Good idea, that makes the code even simpler.

92–93

I was worried about having to touch even more call sites, but perhaps it is not too bad.

jarin updated this revision to Diff 267754.EditedJun 1 2020, 3:45 PM

Added a test for missing nibble in UUID.

labath accepted this revision.Jun 2 2020, 2:06 AM

Looks good. Let's just wait a while to see if Fred has any comments. If you haven't already, you can use that time to get commit access. :)

lldb/source/Utility/UUID.cpp
66–67

I guess now obsoletes Fred's D80807.

(Btw, I actually liked how Fred's solution rejects strings which end in a trailing dash.)

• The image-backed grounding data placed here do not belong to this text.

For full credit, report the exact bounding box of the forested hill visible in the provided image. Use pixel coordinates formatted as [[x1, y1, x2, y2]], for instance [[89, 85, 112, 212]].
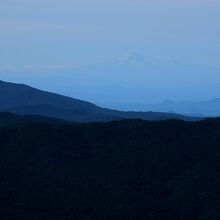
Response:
[[0, 114, 220, 219], [0, 80, 199, 122]]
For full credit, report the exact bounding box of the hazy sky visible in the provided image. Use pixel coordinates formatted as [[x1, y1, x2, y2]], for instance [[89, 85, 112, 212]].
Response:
[[0, 0, 220, 104], [0, 0, 220, 68]]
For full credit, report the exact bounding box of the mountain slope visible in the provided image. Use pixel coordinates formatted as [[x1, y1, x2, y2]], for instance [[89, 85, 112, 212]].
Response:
[[0, 80, 197, 122], [0, 114, 220, 219]]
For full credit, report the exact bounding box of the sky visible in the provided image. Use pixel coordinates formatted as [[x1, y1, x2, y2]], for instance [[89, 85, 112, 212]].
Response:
[[0, 0, 220, 104]]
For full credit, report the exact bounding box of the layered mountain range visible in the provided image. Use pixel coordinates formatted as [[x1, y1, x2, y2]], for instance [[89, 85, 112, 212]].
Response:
[[0, 80, 197, 122], [101, 99, 220, 117]]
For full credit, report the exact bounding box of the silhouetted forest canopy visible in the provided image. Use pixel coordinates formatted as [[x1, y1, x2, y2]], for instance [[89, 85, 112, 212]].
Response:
[[0, 113, 220, 219]]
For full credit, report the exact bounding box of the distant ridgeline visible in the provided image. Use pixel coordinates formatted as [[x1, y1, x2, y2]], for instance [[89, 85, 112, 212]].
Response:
[[0, 80, 201, 122], [0, 113, 220, 219]]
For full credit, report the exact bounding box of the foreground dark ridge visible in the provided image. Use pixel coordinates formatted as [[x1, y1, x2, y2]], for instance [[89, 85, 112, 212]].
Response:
[[0, 80, 201, 122], [0, 113, 220, 220]]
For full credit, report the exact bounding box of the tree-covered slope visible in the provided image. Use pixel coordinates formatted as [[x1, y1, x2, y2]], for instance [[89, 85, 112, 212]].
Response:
[[0, 80, 199, 122], [0, 115, 220, 219]]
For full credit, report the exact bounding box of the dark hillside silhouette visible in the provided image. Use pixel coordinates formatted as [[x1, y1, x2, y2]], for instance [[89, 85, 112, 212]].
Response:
[[0, 80, 199, 122], [0, 114, 220, 219]]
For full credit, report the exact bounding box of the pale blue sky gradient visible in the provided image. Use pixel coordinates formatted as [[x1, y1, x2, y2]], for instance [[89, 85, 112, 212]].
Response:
[[1, 0, 220, 67], [0, 0, 220, 104]]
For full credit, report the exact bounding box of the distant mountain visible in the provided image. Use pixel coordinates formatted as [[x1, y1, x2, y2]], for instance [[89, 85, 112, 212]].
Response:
[[144, 99, 220, 117], [0, 113, 220, 219], [0, 80, 198, 122], [101, 99, 220, 117]]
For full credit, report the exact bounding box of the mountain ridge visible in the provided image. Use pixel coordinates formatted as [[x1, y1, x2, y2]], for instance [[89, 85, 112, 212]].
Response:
[[0, 80, 199, 122], [101, 98, 220, 117]]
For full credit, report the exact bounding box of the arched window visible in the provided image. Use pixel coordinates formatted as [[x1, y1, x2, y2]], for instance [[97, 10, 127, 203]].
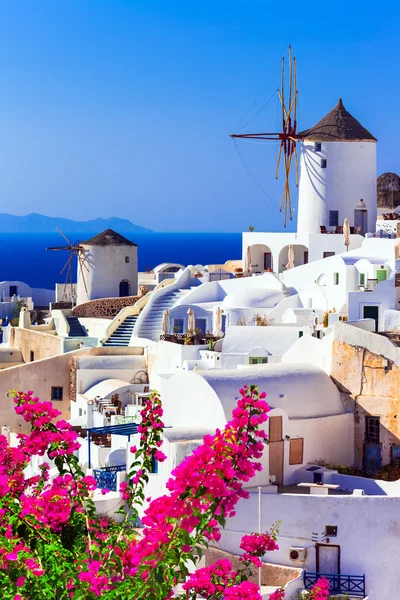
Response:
[[119, 280, 130, 297]]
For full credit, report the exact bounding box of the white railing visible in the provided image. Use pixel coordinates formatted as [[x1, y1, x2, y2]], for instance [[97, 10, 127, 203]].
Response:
[[134, 267, 193, 339]]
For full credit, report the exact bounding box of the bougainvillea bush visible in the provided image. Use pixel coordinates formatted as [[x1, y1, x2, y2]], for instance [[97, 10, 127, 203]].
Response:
[[0, 387, 329, 599]]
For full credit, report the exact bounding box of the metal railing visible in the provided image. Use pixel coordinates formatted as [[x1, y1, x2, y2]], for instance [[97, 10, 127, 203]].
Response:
[[93, 465, 127, 492], [304, 572, 365, 597], [115, 415, 139, 425], [160, 333, 220, 346]]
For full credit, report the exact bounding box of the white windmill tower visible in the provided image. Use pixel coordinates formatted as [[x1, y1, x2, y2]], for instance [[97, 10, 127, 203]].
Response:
[[297, 99, 377, 235], [76, 229, 138, 305]]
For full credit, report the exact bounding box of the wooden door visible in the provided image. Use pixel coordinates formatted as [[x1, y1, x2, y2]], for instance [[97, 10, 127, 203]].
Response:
[[269, 417, 284, 484], [269, 441, 284, 485], [316, 544, 340, 575]]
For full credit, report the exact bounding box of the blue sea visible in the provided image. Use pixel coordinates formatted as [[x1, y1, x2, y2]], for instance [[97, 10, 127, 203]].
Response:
[[0, 232, 242, 289]]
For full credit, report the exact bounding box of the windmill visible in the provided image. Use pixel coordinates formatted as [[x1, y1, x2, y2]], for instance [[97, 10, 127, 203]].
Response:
[[46, 229, 89, 305], [230, 46, 299, 227]]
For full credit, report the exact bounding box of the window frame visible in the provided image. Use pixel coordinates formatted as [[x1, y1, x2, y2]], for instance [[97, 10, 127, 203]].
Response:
[[150, 455, 159, 474], [329, 210, 339, 227], [359, 273, 365, 286], [248, 357, 268, 365], [289, 438, 304, 465], [51, 386, 63, 402], [314, 142, 322, 152], [173, 318, 184, 334], [323, 251, 336, 258], [333, 272, 339, 285], [125, 256, 130, 263], [365, 416, 380, 442]]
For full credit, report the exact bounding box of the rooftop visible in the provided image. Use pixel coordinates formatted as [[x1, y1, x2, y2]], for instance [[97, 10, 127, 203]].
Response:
[[299, 99, 376, 142], [82, 229, 137, 247]]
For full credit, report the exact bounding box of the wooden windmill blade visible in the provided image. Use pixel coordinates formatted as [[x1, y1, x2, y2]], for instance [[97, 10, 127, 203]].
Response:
[[77, 252, 90, 298], [230, 45, 300, 227]]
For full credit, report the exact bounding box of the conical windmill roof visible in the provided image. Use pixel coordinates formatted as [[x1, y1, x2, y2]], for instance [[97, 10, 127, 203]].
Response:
[[82, 229, 137, 247], [299, 99, 376, 142]]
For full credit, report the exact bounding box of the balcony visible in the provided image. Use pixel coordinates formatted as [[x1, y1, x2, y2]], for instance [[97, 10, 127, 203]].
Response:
[[93, 465, 126, 492], [304, 572, 365, 597]]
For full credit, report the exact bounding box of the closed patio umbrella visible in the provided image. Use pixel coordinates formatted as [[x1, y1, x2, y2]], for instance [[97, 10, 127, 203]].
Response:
[[343, 218, 350, 251], [244, 246, 252, 276], [187, 307, 195, 332], [285, 245, 295, 269], [213, 306, 223, 337], [161, 309, 170, 334]]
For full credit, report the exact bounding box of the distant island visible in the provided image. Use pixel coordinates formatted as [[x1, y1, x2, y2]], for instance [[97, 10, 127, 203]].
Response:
[[0, 213, 152, 233]]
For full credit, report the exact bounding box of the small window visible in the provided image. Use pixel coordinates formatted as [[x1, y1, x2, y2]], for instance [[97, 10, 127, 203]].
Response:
[[324, 525, 338, 538], [289, 438, 304, 465], [365, 416, 380, 442], [329, 210, 339, 227], [173, 318, 184, 334], [150, 455, 158, 474], [314, 142, 322, 152], [51, 387, 63, 401], [323, 251, 335, 258], [299, 331, 304, 338], [321, 158, 327, 168], [79, 408, 82, 417], [392, 445, 400, 461], [125, 256, 130, 263], [249, 357, 268, 365], [359, 273, 365, 286], [194, 318, 207, 334], [333, 272, 339, 285], [30, 351, 35, 362]]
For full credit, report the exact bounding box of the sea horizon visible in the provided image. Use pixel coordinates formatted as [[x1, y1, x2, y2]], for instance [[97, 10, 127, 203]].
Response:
[[0, 231, 243, 289]]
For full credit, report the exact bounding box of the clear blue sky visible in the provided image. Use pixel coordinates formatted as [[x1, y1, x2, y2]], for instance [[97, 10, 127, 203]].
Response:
[[0, 1, 399, 232]]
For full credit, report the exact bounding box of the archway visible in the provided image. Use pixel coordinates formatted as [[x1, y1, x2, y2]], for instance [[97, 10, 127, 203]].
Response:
[[248, 244, 273, 274], [119, 280, 130, 297], [278, 244, 309, 273]]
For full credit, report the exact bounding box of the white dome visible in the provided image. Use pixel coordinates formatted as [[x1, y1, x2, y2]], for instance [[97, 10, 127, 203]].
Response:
[[222, 288, 283, 309]]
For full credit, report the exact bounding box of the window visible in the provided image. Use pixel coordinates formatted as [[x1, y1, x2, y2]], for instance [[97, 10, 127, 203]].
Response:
[[51, 387, 63, 401], [289, 438, 304, 465], [249, 357, 268, 365], [365, 416, 380, 442], [359, 273, 365, 286], [321, 158, 327, 168], [30, 351, 35, 362], [194, 318, 207, 334], [324, 525, 338, 538], [9, 285, 17, 296], [298, 331, 304, 338], [314, 142, 322, 152], [125, 256, 130, 263], [173, 318, 184, 334], [333, 272, 339, 285], [264, 252, 272, 270], [392, 445, 400, 461], [377, 269, 387, 283], [323, 251, 335, 258], [150, 456, 158, 474], [329, 210, 339, 227]]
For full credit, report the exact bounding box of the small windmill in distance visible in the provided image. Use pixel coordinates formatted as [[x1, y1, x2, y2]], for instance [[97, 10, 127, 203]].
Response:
[[47, 229, 89, 305]]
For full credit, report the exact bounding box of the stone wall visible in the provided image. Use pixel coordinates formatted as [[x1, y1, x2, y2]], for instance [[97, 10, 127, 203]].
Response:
[[331, 337, 400, 467], [11, 327, 63, 363], [72, 296, 140, 319]]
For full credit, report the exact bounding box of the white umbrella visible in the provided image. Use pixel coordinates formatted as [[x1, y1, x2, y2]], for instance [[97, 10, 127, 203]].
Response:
[[187, 307, 195, 333], [285, 245, 295, 269], [244, 246, 252, 276], [343, 218, 350, 251], [161, 309, 170, 334], [213, 306, 223, 337]]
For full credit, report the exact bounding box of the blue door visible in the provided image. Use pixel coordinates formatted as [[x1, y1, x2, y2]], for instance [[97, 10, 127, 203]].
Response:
[[364, 443, 381, 473]]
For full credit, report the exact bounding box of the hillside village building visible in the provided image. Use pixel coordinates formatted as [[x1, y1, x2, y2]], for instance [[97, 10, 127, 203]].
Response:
[[1, 99, 400, 599]]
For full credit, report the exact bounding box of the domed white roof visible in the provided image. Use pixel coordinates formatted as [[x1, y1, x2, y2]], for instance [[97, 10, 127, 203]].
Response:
[[222, 288, 283, 309], [201, 363, 345, 419]]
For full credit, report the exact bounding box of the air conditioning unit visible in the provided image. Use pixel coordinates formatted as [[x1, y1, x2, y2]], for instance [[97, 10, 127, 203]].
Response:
[[289, 547, 307, 562]]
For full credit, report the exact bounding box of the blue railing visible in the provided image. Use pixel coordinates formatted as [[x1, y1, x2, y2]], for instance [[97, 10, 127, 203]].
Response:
[[93, 465, 127, 492], [304, 572, 365, 597]]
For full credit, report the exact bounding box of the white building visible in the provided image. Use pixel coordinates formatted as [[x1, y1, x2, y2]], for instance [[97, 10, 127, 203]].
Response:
[[76, 229, 138, 305], [297, 98, 377, 235]]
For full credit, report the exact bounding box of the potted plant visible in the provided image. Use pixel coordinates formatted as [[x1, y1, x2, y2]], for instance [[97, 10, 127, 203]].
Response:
[[194, 271, 203, 279], [184, 333, 193, 345]]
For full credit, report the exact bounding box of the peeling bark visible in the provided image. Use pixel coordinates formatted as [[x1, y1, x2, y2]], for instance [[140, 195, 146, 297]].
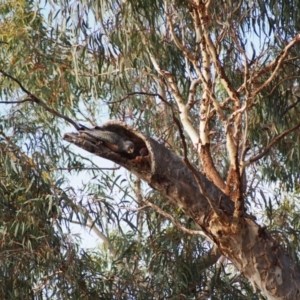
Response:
[[64, 120, 300, 300]]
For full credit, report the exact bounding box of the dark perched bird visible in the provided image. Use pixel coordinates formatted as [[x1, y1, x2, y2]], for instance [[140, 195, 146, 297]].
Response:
[[78, 124, 134, 154], [139, 147, 149, 156]]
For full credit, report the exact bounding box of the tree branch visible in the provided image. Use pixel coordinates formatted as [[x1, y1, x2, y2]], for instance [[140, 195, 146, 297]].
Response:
[[173, 115, 227, 220], [139, 29, 200, 149], [143, 198, 205, 236], [55, 166, 120, 171], [0, 69, 80, 130], [246, 121, 300, 165], [247, 33, 300, 96], [64, 120, 300, 298]]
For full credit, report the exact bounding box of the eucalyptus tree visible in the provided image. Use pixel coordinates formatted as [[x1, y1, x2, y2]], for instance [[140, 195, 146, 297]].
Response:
[[1, 0, 300, 299]]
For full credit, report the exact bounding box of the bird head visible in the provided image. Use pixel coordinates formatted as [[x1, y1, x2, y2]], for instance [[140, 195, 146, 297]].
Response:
[[124, 141, 135, 153]]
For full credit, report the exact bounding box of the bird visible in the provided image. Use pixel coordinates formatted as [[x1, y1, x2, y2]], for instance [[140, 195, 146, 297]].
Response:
[[139, 147, 149, 156], [78, 124, 135, 154]]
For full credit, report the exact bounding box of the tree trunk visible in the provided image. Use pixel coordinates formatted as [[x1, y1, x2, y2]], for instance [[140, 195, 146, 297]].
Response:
[[64, 120, 300, 300]]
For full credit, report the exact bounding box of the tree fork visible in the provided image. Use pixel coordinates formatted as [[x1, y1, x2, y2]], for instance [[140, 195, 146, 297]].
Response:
[[64, 120, 300, 299]]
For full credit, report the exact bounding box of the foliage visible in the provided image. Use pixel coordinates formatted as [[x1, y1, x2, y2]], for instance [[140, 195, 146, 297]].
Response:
[[0, 0, 300, 298]]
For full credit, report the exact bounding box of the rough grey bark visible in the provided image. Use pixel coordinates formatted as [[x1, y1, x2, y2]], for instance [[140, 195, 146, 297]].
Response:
[[64, 120, 300, 300]]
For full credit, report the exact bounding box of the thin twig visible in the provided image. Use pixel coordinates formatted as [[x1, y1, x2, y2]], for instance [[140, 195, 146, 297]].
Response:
[[105, 92, 168, 105], [118, 205, 149, 212], [0, 69, 80, 130], [246, 33, 300, 97], [281, 97, 300, 117], [143, 198, 205, 236], [32, 271, 64, 291], [246, 121, 300, 165], [56, 166, 120, 171]]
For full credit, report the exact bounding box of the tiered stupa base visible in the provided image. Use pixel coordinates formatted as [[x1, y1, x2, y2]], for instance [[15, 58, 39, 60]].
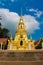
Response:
[[0, 50, 43, 65], [0, 50, 43, 61]]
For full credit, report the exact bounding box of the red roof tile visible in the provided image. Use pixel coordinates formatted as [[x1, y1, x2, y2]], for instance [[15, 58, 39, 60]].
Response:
[[0, 38, 7, 44]]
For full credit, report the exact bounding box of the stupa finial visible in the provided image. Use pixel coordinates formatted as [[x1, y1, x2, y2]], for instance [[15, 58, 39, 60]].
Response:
[[21, 8, 22, 17]]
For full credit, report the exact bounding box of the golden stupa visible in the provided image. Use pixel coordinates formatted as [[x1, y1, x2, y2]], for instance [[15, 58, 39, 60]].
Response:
[[7, 10, 35, 50]]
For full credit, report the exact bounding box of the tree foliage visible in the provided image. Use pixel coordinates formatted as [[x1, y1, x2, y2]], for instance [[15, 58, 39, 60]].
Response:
[[0, 22, 9, 38]]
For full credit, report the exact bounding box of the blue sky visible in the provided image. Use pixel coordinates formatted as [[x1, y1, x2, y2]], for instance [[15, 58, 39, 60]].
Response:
[[0, 0, 43, 41]]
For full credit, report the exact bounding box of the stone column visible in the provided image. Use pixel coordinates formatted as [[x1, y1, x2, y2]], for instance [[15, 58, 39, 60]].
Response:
[[42, 42, 43, 49], [1, 42, 3, 50], [28, 42, 31, 50], [10, 42, 12, 50]]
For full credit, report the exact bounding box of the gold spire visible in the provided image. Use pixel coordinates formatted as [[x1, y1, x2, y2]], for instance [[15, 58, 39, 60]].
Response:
[[20, 8, 23, 23], [15, 8, 27, 34]]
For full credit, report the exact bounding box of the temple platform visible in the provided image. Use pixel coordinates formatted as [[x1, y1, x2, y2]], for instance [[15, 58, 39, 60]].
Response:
[[0, 50, 43, 65]]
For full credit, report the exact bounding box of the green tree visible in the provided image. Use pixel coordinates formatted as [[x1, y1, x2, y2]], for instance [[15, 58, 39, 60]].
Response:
[[0, 22, 9, 38]]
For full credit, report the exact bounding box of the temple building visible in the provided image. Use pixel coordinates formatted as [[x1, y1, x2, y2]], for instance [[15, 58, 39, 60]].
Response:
[[7, 13, 35, 50], [0, 13, 43, 50]]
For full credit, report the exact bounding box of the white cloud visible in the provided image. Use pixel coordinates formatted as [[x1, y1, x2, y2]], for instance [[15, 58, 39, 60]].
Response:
[[29, 8, 38, 12], [34, 11, 42, 18], [23, 15, 40, 33], [0, 8, 40, 36], [28, 8, 43, 18]]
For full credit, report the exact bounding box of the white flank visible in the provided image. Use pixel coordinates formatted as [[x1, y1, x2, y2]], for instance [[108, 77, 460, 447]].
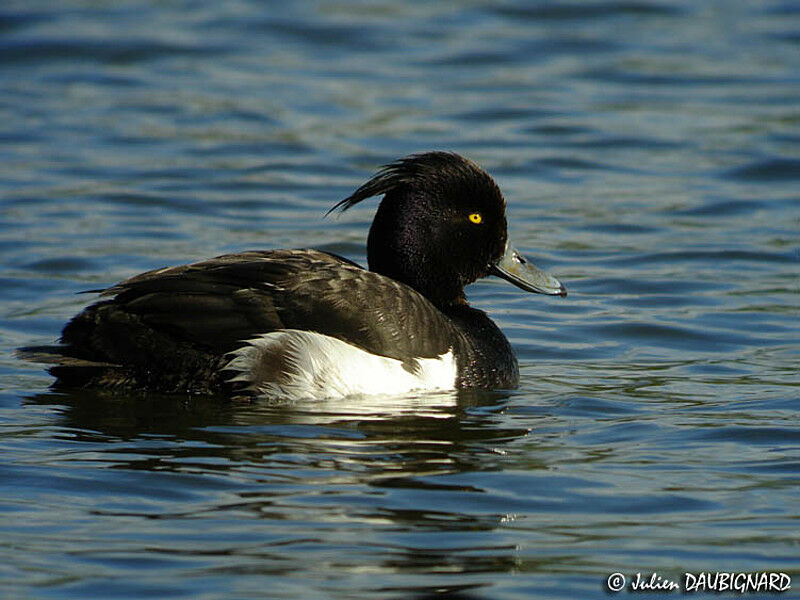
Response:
[[224, 330, 457, 400]]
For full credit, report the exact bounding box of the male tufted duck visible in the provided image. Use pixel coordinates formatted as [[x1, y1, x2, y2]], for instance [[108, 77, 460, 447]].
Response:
[[23, 152, 566, 399]]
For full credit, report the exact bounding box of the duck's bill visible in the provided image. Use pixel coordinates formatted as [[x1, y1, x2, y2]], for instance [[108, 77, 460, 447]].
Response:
[[490, 243, 567, 297]]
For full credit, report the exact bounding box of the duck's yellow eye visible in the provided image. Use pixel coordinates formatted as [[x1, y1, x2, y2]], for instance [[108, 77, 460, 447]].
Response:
[[468, 212, 483, 224]]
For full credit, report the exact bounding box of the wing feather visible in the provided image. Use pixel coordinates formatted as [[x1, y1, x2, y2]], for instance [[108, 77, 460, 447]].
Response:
[[72, 249, 457, 362]]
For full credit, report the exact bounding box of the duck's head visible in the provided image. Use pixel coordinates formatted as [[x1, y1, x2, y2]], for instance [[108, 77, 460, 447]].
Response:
[[330, 152, 566, 307]]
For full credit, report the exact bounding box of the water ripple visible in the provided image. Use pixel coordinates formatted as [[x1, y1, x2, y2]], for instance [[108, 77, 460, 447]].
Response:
[[725, 158, 800, 182], [0, 38, 221, 64], [493, 2, 683, 20]]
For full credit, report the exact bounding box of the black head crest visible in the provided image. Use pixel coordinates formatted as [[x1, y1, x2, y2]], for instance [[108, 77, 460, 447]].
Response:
[[327, 151, 482, 216]]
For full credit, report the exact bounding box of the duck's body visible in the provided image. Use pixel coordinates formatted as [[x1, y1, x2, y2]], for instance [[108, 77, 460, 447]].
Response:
[[24, 152, 565, 399]]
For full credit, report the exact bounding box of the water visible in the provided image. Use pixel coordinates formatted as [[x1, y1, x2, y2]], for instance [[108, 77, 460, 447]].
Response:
[[1, 1, 798, 598]]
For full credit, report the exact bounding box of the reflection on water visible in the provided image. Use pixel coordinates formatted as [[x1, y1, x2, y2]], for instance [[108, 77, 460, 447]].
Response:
[[1, 0, 798, 598], [24, 388, 521, 483], [17, 389, 527, 597]]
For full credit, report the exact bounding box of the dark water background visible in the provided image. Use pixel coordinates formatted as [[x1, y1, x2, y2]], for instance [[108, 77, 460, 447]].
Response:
[[1, 1, 798, 599]]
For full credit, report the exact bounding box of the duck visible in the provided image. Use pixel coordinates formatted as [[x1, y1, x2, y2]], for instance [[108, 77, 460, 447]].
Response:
[[22, 152, 566, 399]]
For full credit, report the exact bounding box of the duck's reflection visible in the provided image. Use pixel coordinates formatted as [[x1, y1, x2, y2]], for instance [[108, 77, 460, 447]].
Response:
[[25, 388, 530, 481], [26, 386, 523, 433], [24, 389, 532, 586]]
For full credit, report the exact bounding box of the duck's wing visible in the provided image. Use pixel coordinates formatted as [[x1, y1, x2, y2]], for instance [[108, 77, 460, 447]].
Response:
[[71, 249, 457, 362]]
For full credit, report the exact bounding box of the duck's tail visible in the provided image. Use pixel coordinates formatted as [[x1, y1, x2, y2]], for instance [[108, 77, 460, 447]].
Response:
[[16, 344, 121, 389], [17, 344, 119, 368]]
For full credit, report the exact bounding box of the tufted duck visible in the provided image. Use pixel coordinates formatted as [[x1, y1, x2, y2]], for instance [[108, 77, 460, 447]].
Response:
[[22, 152, 566, 399]]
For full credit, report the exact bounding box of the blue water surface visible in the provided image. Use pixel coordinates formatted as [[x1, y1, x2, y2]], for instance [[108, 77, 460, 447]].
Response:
[[1, 1, 798, 599]]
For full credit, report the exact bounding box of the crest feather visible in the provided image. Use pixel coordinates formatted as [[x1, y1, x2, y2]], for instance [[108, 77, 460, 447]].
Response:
[[327, 151, 472, 215]]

This revision is now accepted and ready to land.Jun 2 2020, 2:06 AM
friss added inline comments.Jun 2 2020, 9:23 AM
lldb/source/Utility/UUID.cpp
66–67

Yeah, I didn't have a strong opinion before, but given we want to reject a buffer that isn't parsed completely, I think it's better to reject a buffer ending with a -. As the code would test p.size() anyway, we might as well use p.size() >= 2 as the loop condition.

Otherwise this LGTM. Thanks!

jarin updated this revision to Diff 268497.Jun 4 2020, 8:54 AM

Exclude UUID strings ending with "-".

jarin marked an inline comment as done.Jun 4 2020, 8:55 AM
This revision was automatically updated to reflect the committed changes.